Google confronted an existential threat Monday as the U.S. government tries to break up the company as punishment for turning its revolutionary search engine into a ruthless monopoly.
The drama will unfold in a Washington courtroom over the next three weeks during hearings that will determine how the company should be penalized for operating an illegal monopoly in search. In its opening arguments, federal antitrust enforcers also urged the court to impose forward-looking remedies to prevent Google from using the same strategies to build an AI monopoly.
“This is a moment in time, we’re at an inflection point, will we abandon the search market and surrender them to control of the monopolists or will we let competition prevail and give choice to future generations,” said Justice attorney David Dahlquist.

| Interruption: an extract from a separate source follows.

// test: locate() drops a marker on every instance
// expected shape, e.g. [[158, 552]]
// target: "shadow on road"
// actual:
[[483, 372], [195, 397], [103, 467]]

The U.S. Department of Justice is asking a federal judge to order a radical shake-up that would ban Google from striking the multibillion dollar deals with Apple and other tech companies that shield its search engine from competition, share its repository of valuable user data with rivals and force a sale of its popular Chrome browser.
Google attorney John Schmidtlein said in his opening statement that the court should take a much lighter touch. He said the government’s heavy-handed proposed remedies wouldn’t boost competition but instead unfairly reward lesser rivals with inferior technology.
“Google won its place in the market fair and square,” Schmidtlein said.
The moment of reckoning comes four-and-half-years after President Donald Trump’s first administration filed the case against Google.